In his opening remarks, Sessions is to expected to focus less on his civil rights record and more on trying to assure senators that he would “be willing to tell the president ‘no’ if he overreaches.”

The attorney general “cannot be a mere rubber stamp to any idea the president has,” Sessions will say, according to prepared remarks released by the Trump transition team.

His assurances are aimed at critics who charge he would lack the independence to rein in Trump if the incoming president moves ahead with a series of incendiary campaign pledges, like reinstituting torture or temporarily banning Muslim immigrants.

At the same time, Sessions plans to emphasize the law-and-order themes he was known for in the Senate.

Trump’s former campaign manager once complained that journalists took the candidate “so literally.” Democrats can’t force Trump to testify under oath about whether he was serious about wanting to ban Muslim immigrants or require them to register with the government, deport millions of immigrants, reauthorize waterboarding or appoint a special prosecutor to investigate Hillary Clinton. But they can ask Sessions.

Look for Democrats to try to use Sessions to frame the legal limits of a Trump presidency.

Besides the hot-button issues, listen to how Sessions answers questions about drug policy and mandatory-minimum sentences. For years, the Department of Justice has essentially agreed not to interfere with states that legalized marijuana, and Sessions has steadfastly opposed that policy. His comments Tuesday will signal whether he plans a confrontation with states like Colorado and California, or whether he might soften his stance as attorney general.

Republicans will probably try to bring up areas where Sessions has found common ground with Democrats, such as reducing the sentencing disparity between cases involving crack cocaine and those involving powder cocaine.

Sessions has a tough-on-crime record. Expect him to frame that record in terms of white-collar corporate crime, which liberals have said too often went unpunished under President Barack Obama.

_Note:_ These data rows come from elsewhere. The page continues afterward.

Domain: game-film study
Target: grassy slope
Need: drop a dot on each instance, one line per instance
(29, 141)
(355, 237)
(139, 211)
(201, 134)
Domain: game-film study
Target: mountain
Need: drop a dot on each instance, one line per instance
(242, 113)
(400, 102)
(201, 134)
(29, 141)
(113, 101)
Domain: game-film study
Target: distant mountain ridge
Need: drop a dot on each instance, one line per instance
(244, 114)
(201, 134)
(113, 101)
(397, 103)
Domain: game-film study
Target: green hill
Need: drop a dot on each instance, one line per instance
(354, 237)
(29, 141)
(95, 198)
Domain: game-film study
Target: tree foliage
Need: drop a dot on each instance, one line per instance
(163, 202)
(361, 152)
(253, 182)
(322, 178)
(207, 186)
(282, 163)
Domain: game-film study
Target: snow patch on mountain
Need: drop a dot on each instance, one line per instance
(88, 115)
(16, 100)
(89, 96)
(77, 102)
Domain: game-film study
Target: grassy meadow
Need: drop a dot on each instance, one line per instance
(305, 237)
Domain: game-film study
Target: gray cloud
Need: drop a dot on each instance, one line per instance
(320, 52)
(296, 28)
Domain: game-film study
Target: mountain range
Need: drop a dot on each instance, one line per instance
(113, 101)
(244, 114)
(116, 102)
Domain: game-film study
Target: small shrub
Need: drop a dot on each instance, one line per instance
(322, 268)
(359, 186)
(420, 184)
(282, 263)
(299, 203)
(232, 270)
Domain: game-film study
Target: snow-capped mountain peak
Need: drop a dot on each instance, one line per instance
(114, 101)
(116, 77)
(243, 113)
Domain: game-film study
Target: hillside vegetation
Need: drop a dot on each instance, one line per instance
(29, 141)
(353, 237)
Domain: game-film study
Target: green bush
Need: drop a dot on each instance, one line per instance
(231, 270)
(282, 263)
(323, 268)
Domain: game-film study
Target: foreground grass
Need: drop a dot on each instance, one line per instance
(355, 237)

Sessions has been in the Senate for nearly 20 years and is liked by his colleagues. Moderate Republicans and at least one Democrat have already said that they will vote for him, which all but guarantees his confirmation. That does not mean Democrats will hold their fire, but they are likely to mount their most vigorous offensive against other nominees, including Rep. Tom Price, a Georgia Republican who is Trump’s choice to be health secretary.